The question of being somewhere, being in a place that offers center, then being centered in oneself. In every city, there is the notion of a center — the central hub. Of course this has been defined and marketed as a proposal, from Vegas to Seattle, Vancouver to NYC. Neighborhoods have centers. But, for example, in traveling to some places — like the older city, town and village models of community — you find a center. A circle, a well point — water gathering, an old tree, a rock, a place in which people sit, gather share — and watch the roundel of passage.
But the link from the body, and the centering of things, can as well relate to the place from which all attaches to the foundations of life. The ancient Greeks called this centerpoint, a symbolic stone placement — omphalos — the navel of the world.
Considering the idea of alignments — between the person, the place, centering and the sensations of experience — is an interesting contemplation (Latin for com [con] -“with” templum-“sacred place”).
In a note from the team at the Oxford English Dictionary, the word appears, elaborated and historically framed, below.
Brit. /ˈɒmfəlɒs/, U.S. /ˈɑmfəˌlɑs/
Inflections: Plural omphaloi.
Etymology: < ancient Greek ὀμϕαλός navel, centre, hub, round stone in the temple of Apollo at Delphi supposed to mark the centre of the earth, knob or boss (ultimately cognate with navel n.). In quot. 1847 at sense 2a via German Omphalos (1830 in the source translated).
1. The centre, heart, or hub of a place, organization, sphere of activity, etc. Cf. navel n. 2.
1845 T. De Quincey Suspiria de Profundis in Confessions & Suspiria de Profundis (1866) 174 If not of the earth, for earth’s tenant, Jerusalem was the omphalos of mortality.
2. Ancient Greek Archaeol.
a. With the. In the temple of Apollo at Delphi: a sacred stone of a rounded conical shape, supposed to mark the centre of the earth; also omphalos stone.

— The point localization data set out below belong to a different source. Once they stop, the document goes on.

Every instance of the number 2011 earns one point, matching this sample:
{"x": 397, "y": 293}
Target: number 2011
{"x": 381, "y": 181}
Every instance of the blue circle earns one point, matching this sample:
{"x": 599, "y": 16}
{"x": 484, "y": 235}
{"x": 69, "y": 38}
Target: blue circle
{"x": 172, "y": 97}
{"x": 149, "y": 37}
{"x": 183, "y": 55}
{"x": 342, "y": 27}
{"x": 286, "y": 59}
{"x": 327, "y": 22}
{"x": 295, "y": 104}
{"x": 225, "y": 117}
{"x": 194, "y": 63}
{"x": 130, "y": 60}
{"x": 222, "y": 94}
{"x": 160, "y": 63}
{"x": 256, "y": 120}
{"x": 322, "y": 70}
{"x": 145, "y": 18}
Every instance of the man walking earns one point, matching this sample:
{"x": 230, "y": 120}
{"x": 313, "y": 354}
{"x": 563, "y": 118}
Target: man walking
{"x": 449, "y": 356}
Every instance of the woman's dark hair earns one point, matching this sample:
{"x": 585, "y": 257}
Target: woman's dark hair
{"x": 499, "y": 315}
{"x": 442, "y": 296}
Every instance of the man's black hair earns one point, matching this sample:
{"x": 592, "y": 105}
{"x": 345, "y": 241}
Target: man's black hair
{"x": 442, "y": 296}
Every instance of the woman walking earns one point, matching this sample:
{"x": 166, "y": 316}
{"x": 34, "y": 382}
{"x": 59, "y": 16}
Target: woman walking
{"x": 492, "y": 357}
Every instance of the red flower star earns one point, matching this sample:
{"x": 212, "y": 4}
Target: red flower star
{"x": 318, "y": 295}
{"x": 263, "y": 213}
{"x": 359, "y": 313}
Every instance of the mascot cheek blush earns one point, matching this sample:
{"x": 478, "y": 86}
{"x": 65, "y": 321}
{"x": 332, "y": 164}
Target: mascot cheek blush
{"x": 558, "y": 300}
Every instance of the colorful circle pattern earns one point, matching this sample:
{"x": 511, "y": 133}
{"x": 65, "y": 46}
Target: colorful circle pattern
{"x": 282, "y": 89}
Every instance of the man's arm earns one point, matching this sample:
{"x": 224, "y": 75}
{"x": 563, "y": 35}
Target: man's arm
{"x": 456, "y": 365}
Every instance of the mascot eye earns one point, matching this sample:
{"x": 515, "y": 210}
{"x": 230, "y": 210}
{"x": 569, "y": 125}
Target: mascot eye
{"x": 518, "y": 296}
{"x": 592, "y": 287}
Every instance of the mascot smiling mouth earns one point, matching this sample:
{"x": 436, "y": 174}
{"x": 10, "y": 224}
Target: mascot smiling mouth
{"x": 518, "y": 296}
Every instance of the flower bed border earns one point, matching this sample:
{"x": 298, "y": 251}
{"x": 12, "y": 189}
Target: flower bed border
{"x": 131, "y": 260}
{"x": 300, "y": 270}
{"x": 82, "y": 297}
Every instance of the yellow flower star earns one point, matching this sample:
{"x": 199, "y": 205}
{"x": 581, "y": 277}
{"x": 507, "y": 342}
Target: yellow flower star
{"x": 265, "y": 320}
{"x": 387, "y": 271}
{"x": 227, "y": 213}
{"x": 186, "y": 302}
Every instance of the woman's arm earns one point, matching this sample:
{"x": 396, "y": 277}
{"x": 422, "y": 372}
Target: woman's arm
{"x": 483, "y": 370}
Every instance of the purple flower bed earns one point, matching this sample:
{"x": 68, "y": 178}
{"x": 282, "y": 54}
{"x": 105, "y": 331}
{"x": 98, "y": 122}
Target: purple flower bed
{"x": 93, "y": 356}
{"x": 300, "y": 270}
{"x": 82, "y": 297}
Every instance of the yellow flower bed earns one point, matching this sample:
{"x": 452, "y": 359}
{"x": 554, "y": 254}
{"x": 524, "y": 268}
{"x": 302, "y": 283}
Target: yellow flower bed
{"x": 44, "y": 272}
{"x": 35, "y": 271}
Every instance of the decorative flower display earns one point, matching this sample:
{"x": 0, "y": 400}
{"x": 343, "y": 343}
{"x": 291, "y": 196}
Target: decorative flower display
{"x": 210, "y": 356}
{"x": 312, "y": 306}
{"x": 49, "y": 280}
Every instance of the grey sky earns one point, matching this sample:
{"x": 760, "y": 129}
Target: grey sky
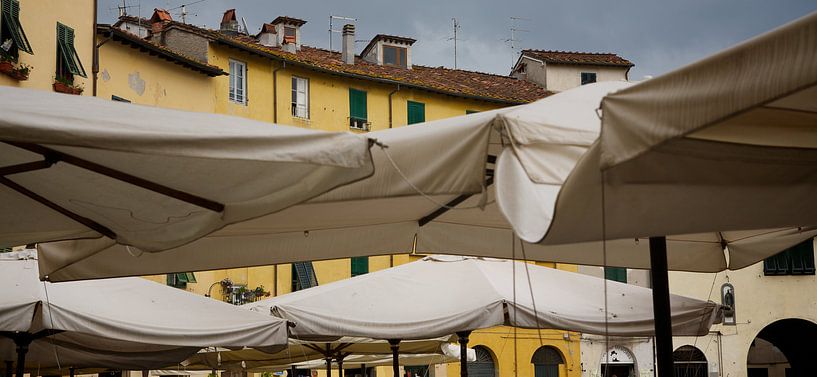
{"x": 657, "y": 36}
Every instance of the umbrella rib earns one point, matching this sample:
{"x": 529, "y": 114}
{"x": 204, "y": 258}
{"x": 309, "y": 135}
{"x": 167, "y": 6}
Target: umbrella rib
{"x": 453, "y": 203}
{"x": 99, "y": 228}
{"x": 51, "y": 154}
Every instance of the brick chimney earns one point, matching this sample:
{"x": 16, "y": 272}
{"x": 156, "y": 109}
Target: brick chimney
{"x": 348, "y": 51}
{"x": 158, "y": 20}
{"x": 268, "y": 36}
{"x": 229, "y": 23}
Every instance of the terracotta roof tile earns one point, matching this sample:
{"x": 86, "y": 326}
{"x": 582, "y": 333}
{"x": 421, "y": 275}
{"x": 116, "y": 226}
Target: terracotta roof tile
{"x": 569, "y": 57}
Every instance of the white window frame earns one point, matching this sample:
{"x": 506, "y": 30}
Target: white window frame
{"x": 300, "y": 97}
{"x": 236, "y": 94}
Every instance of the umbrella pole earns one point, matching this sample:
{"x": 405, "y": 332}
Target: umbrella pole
{"x": 22, "y": 341}
{"x": 463, "y": 335}
{"x": 395, "y": 355}
{"x": 661, "y": 306}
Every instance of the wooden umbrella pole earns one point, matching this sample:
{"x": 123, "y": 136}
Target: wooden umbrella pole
{"x": 661, "y": 306}
{"x": 395, "y": 354}
{"x": 463, "y": 338}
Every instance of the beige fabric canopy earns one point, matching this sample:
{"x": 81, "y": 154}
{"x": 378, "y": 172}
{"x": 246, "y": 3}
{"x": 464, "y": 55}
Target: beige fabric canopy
{"x": 78, "y": 167}
{"x": 465, "y": 293}
{"x": 426, "y": 170}
{"x": 127, "y": 323}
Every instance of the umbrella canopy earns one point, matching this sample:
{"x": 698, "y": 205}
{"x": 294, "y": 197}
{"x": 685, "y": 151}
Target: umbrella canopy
{"x": 300, "y": 351}
{"x": 128, "y": 323}
{"x": 431, "y": 192}
{"x": 77, "y": 167}
{"x": 463, "y": 294}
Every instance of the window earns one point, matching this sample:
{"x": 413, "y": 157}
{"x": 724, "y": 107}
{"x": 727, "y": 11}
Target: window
{"x": 68, "y": 62}
{"x": 615, "y": 274}
{"x": 588, "y": 77}
{"x": 180, "y": 280}
{"x": 546, "y": 362}
{"x": 796, "y": 260}
{"x": 357, "y": 110}
{"x": 484, "y": 365}
{"x": 289, "y": 34}
{"x": 728, "y": 300}
{"x": 360, "y": 265}
{"x": 238, "y": 82}
{"x": 12, "y": 36}
{"x": 395, "y": 56}
{"x": 416, "y": 112}
{"x": 303, "y": 276}
{"x": 300, "y": 97}
{"x": 689, "y": 361}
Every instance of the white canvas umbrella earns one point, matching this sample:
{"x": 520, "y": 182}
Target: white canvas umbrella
{"x": 127, "y": 323}
{"x": 78, "y": 167}
{"x": 728, "y": 143}
{"x": 461, "y": 294}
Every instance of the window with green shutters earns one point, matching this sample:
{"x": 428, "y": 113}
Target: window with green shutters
{"x": 12, "y": 30}
{"x": 358, "y": 116}
{"x": 616, "y": 274}
{"x": 180, "y": 280}
{"x": 416, "y": 112}
{"x": 68, "y": 62}
{"x": 796, "y": 260}
{"x": 360, "y": 265}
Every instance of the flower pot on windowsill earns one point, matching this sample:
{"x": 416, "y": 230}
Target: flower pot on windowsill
{"x": 67, "y": 89}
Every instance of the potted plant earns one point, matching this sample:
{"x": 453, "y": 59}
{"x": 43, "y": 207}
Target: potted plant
{"x": 63, "y": 85}
{"x": 21, "y": 72}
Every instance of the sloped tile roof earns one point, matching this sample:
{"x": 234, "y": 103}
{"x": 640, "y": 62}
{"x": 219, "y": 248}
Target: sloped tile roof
{"x": 568, "y": 57}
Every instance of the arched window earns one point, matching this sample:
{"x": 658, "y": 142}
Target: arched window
{"x": 546, "y": 362}
{"x": 689, "y": 361}
{"x": 484, "y": 366}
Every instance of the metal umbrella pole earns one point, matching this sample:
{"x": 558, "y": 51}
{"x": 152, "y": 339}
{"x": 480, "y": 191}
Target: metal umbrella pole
{"x": 661, "y": 306}
{"x": 463, "y": 340}
{"x": 395, "y": 354}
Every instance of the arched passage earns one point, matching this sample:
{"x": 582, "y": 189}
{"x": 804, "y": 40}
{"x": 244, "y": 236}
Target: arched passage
{"x": 794, "y": 338}
{"x": 484, "y": 365}
{"x": 546, "y": 361}
{"x": 689, "y": 362}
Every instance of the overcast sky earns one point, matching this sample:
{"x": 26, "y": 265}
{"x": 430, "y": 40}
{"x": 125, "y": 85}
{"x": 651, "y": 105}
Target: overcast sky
{"x": 657, "y": 36}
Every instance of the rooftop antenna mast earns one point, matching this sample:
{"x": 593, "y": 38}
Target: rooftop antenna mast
{"x": 332, "y": 18}
{"x": 456, "y": 27}
{"x": 513, "y": 40}
{"x": 183, "y": 10}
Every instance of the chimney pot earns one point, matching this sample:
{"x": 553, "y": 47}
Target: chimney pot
{"x": 348, "y": 52}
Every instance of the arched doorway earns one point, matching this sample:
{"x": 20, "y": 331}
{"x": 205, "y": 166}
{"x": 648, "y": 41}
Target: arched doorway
{"x": 791, "y": 337}
{"x": 484, "y": 366}
{"x": 689, "y": 361}
{"x": 618, "y": 362}
{"x": 546, "y": 361}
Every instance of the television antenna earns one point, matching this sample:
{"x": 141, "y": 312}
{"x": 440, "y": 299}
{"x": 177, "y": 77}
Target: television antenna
{"x": 454, "y": 38}
{"x": 514, "y": 31}
{"x": 183, "y": 10}
{"x": 332, "y": 18}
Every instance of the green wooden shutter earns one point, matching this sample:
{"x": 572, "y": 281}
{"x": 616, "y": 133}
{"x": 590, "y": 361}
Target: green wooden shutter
{"x": 360, "y": 265}
{"x": 616, "y": 274}
{"x": 357, "y": 105}
{"x": 416, "y": 112}
{"x": 11, "y": 16}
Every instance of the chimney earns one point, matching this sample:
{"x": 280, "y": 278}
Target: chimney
{"x": 158, "y": 20}
{"x": 348, "y": 44}
{"x": 268, "y": 36}
{"x": 229, "y": 24}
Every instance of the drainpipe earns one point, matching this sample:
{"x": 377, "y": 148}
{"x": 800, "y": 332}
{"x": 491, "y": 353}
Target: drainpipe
{"x": 390, "y": 103}
{"x": 275, "y": 94}
{"x": 95, "y": 52}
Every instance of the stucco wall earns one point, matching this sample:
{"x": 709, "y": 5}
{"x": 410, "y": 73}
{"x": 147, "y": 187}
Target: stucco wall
{"x": 38, "y": 19}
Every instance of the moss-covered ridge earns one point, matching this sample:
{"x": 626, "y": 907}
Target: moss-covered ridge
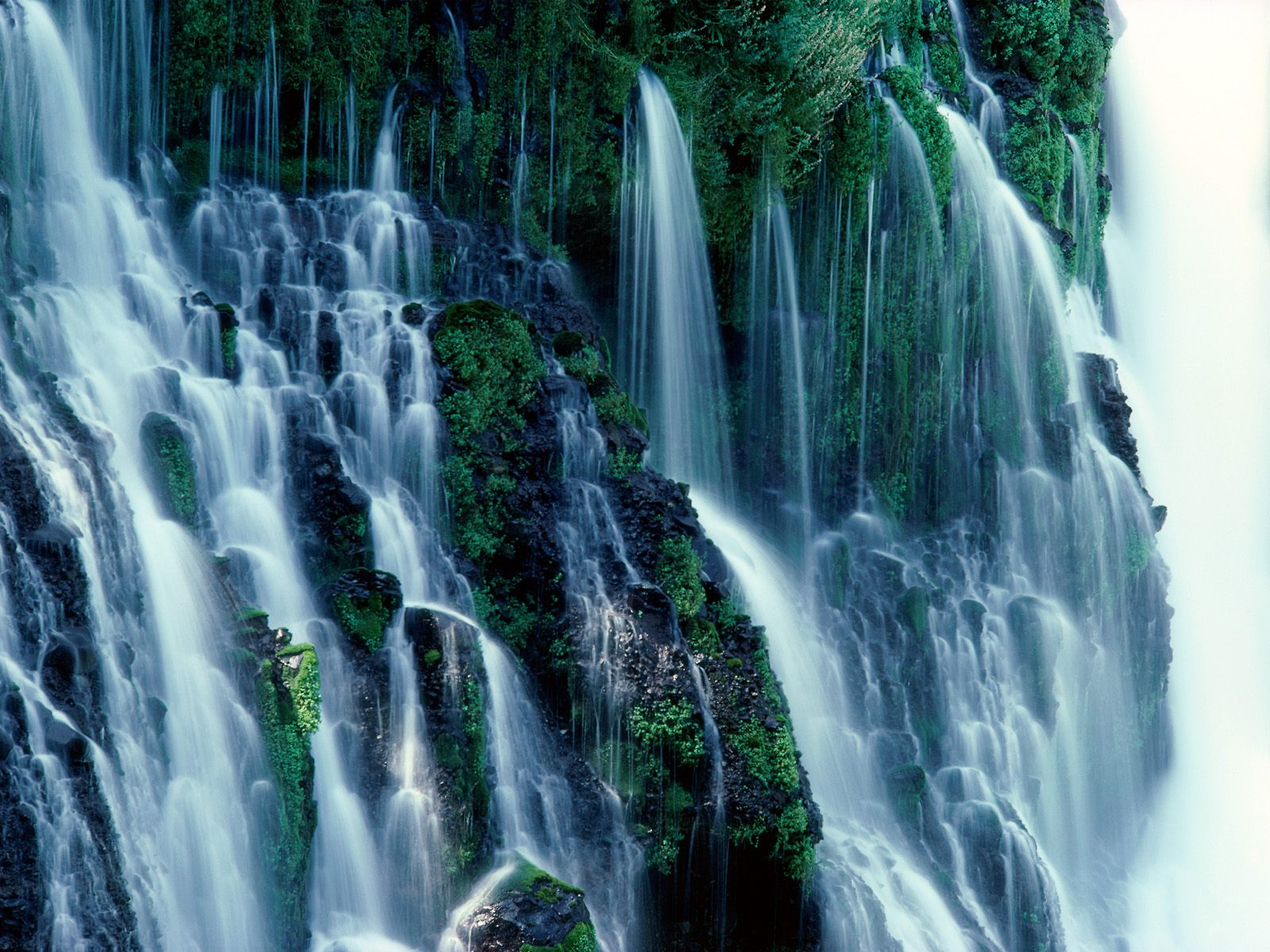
{"x": 502, "y": 409}
{"x": 531, "y": 912}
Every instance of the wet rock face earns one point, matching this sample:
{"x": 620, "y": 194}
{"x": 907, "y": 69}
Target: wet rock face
{"x": 533, "y": 912}
{"x": 333, "y": 512}
{"x": 21, "y": 884}
{"x": 1111, "y": 408}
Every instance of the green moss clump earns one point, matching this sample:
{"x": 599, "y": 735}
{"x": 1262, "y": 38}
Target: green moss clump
{"x": 622, "y": 463}
{"x": 495, "y": 371}
{"x": 495, "y": 365}
{"x": 941, "y": 44}
{"x": 702, "y": 636}
{"x": 171, "y": 467}
{"x": 770, "y": 754}
{"x": 300, "y": 672}
{"x": 931, "y": 127}
{"x": 615, "y": 409}
{"x": 365, "y": 602}
{"x": 1037, "y": 154}
{"x": 789, "y": 839}
{"x": 670, "y": 725}
{"x": 289, "y": 698}
{"x": 533, "y": 880}
{"x": 1062, "y": 48}
{"x": 679, "y": 573}
{"x": 581, "y": 939}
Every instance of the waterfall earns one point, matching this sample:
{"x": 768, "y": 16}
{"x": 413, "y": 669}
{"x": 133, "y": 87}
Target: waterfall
{"x": 1187, "y": 259}
{"x": 1003, "y": 814}
{"x": 673, "y": 359}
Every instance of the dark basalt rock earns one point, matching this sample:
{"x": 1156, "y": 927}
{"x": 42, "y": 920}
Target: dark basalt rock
{"x": 1111, "y": 408}
{"x": 329, "y": 347}
{"x": 22, "y": 886}
{"x": 365, "y": 602}
{"x": 333, "y": 512}
{"x": 531, "y": 911}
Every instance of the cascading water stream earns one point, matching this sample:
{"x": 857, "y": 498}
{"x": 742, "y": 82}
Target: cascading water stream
{"x": 673, "y": 367}
{"x": 1189, "y": 258}
{"x": 1022, "y": 822}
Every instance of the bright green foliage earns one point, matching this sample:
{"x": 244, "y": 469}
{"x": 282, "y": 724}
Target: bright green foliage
{"x": 365, "y": 603}
{"x": 770, "y": 754}
{"x": 789, "y": 838}
{"x": 615, "y": 409}
{"x": 1062, "y": 46}
{"x": 931, "y": 127}
{"x": 679, "y": 573}
{"x": 229, "y": 325}
{"x": 289, "y": 698}
{"x": 794, "y": 843}
{"x": 530, "y": 879}
{"x": 495, "y": 366}
{"x": 298, "y": 670}
{"x": 757, "y": 83}
{"x": 702, "y": 636}
{"x": 941, "y": 44}
{"x": 622, "y": 463}
{"x": 495, "y": 370}
{"x": 670, "y": 831}
{"x": 671, "y": 725}
{"x": 171, "y": 467}
{"x": 1037, "y": 152}
{"x": 581, "y": 939}
{"x": 366, "y": 622}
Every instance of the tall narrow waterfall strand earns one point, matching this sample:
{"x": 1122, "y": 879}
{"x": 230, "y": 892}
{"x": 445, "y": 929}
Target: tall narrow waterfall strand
{"x": 1191, "y": 271}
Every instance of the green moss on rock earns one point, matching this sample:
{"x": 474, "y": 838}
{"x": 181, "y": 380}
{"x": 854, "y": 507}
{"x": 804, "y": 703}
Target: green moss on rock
{"x": 931, "y": 127}
{"x": 289, "y": 700}
{"x": 171, "y": 467}
{"x": 672, "y": 725}
{"x": 679, "y": 573}
{"x": 365, "y": 602}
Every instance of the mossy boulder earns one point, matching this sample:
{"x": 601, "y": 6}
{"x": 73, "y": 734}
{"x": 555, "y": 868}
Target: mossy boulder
{"x": 531, "y": 912}
{"x": 286, "y": 683}
{"x": 413, "y": 314}
{"x": 171, "y": 467}
{"x": 333, "y": 512}
{"x": 365, "y": 602}
{"x": 1033, "y": 634}
{"x": 228, "y": 325}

1847 J. Leitch tr. C. O. Müller Anc. Art 384 Apollo sitting on the tripod and with his feet on the omphalos [Ger. Omphalos].
1895 P. Gardner in P. Gardner & F. B. Jevons Man. Greek Antiq. ii. i. 70 Zeus set forth two eagles from the two ends of the earth and they met at Delphi, whence the Omphalos at Delphi was regarded as the centre of the world.
1925 F. J. Fielden tr. M. P. Nilsson Hist. Greek Relig. iv. 109 In the stone a power resided, and it was therefore annointed‥and received a cult. The famous omphalos at Delphi is a stone of this nature.
1954 R. B. Onions Origins of European Thought ii. x. 281 Such a seat of inspiration was the oracular omphalos stone, identified with the Earth-goddess at Delphi.
b. Any sacred stone of rounded conical shape, esp. one dedicated to Apollo.
1915 Classical Philol. 10 463 Certain other cults of Apollo and Asclepius‥in which omphaloi occur.
†3. A boss on a shield. Obs. rare.
1857 S. Birch Hist. Anc. Pott. (1858) I. 410 Some shields have their omphalos, or boss, sculptured to represent a head of Pan.
4. Archaeol. A raised prominence in the base of a cup, dish, etc.
1884 H. Schliemann Troja iii. 93 A copper cup with an omphalos.
Stories emerge, to the ideas of place, magic, profundity in the art of being there. But the question remains — what is the center? When there is a journey into any place, how does the journeyer find the center of it. And what center might the person of the journey find in themselves — being there?